Pourquoi donc supprimer dans la prononciation le «a» et le «t» et l’accent circonflexe - ( en vieux français on écrivait «aoust») - qui nous rappellent l’origine étymologique du nom de ce mois et l’empereur Auguste. Notre calendrier doit tant aux Romains ! et puis une consonne c’est bien quelque chose qui doit «sonner» dans la prononciation. Souvenons-nous de Monsieur Jourdain ! Si on supprime les consonnes et si on ne garde que les voyelles nous allons avoir une prononciation sans charpente. Et sans charpente on sait ce qui arrive !
Tout se perd ! Heureusement qu’il y a nos amis Espagnols et Anglais pour sauvegarder cette mémoire d’histoire, avec Agosto et Agust !

Il parait pourtant que c’est ainsi qu’août se prononce depuis le XVIe siècle à cause de la répugnance que le français a pour l’hiatus. La Fontaine écrit «oût», Madame de Sévigné écrit «out». Voltaire, dans l’avertissement de Zaïre dit qu’août se prononce «oût». La prononciation «a-ou» réapparait à partir du XIXe siècle chez les orateurs démocrates et chez les poètes comme Sainte Beuve, Victor Hugo ou Henri de Régnier.

Je souligne encore que ce rapport de rapport de 1990 a tranché, sans se poser la question de la prononciation des mots dérivés tels «aoûtat» donné à cette larve d’acarien qui nous démange tant si nous n’y penons pas garde, et le qualificatif «aoûtien» dont on qualifie tant de vacanciers ? Va-t-on dire un «outat» ? et un «outien» ? L’Académie, parait-il n’y voit rien de choquant.
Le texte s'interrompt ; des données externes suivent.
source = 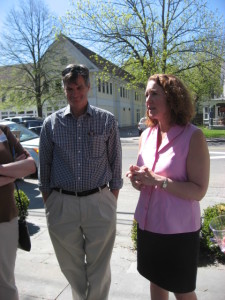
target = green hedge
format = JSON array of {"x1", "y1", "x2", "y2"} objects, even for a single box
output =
[
  {"x1": 14, "y1": 190, "x2": 30, "y2": 216},
  {"x1": 200, "y1": 203, "x2": 225, "y2": 263},
  {"x1": 131, "y1": 203, "x2": 225, "y2": 265}
]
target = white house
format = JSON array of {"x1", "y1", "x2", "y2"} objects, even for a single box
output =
[
  {"x1": 0, "y1": 35, "x2": 145, "y2": 127},
  {"x1": 203, "y1": 63, "x2": 225, "y2": 127}
]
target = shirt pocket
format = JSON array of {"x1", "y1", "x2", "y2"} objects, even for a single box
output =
[{"x1": 89, "y1": 135, "x2": 106, "y2": 158}]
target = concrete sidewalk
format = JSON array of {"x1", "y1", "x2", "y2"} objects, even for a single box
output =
[{"x1": 15, "y1": 178, "x2": 225, "y2": 300}]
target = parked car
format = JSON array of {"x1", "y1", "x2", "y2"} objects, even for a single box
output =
[
  {"x1": 29, "y1": 126, "x2": 42, "y2": 136},
  {"x1": 0, "y1": 120, "x2": 39, "y2": 171},
  {"x1": 21, "y1": 119, "x2": 44, "y2": 129},
  {"x1": 4, "y1": 116, "x2": 43, "y2": 124},
  {"x1": 138, "y1": 117, "x2": 148, "y2": 135}
]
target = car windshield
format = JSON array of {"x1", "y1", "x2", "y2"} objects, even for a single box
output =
[{"x1": 7, "y1": 123, "x2": 39, "y2": 142}]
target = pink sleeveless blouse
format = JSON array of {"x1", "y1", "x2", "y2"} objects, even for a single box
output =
[{"x1": 135, "y1": 124, "x2": 200, "y2": 234}]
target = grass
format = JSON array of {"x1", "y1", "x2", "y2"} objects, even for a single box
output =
[{"x1": 200, "y1": 127, "x2": 225, "y2": 138}]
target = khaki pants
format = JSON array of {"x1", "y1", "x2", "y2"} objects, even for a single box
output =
[
  {"x1": 45, "y1": 187, "x2": 117, "y2": 300},
  {"x1": 0, "y1": 218, "x2": 19, "y2": 300}
]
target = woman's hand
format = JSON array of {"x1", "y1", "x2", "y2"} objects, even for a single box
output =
[
  {"x1": 0, "y1": 175, "x2": 16, "y2": 186},
  {"x1": 126, "y1": 165, "x2": 164, "y2": 190},
  {"x1": 15, "y1": 153, "x2": 27, "y2": 161},
  {"x1": 126, "y1": 165, "x2": 143, "y2": 191}
]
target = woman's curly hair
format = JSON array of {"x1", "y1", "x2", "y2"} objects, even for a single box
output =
[{"x1": 146, "y1": 74, "x2": 195, "y2": 127}]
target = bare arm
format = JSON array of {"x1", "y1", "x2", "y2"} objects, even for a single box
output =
[
  {"x1": 127, "y1": 130, "x2": 210, "y2": 201},
  {"x1": 0, "y1": 156, "x2": 36, "y2": 179}
]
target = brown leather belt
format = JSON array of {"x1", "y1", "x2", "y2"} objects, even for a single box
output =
[{"x1": 53, "y1": 184, "x2": 107, "y2": 197}]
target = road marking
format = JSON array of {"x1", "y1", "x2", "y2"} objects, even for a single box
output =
[
  {"x1": 127, "y1": 261, "x2": 138, "y2": 274},
  {"x1": 209, "y1": 151, "x2": 225, "y2": 159}
]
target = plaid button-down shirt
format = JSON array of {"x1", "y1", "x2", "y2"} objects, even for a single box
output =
[{"x1": 39, "y1": 104, "x2": 123, "y2": 193}]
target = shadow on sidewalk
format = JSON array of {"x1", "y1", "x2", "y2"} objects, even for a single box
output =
[{"x1": 27, "y1": 221, "x2": 40, "y2": 236}]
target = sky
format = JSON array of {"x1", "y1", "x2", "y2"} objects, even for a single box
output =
[{"x1": 0, "y1": 0, "x2": 225, "y2": 35}]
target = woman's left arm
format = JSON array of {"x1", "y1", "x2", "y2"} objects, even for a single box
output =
[
  {"x1": 0, "y1": 156, "x2": 36, "y2": 178},
  {"x1": 157, "y1": 129, "x2": 210, "y2": 201},
  {"x1": 187, "y1": 129, "x2": 210, "y2": 201},
  {"x1": 130, "y1": 129, "x2": 210, "y2": 201}
]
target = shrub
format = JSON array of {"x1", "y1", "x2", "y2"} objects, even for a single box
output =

N’en déplaise à ces prestigieuses références, moi je trouve cela ridicule ! Sauvons notre mois d’Août de crainte qu’il ne se fâche et que profitant d’un nouveau rendez-vous du soleil avec la lune, il nous bombarde d’orages et d’autres alertes «orange» ou d’appel à la vigilance, comme il l’a souvent fait dans le passé, et comme la «télémétéo» commence à nous l’annoncer, pour les jours qui viennent sans nous dire que c’est l’effet toujours observé des périodes où se produit une éclipse. Car éclipse il y aura bien dans la nuit du 5 au 6 août.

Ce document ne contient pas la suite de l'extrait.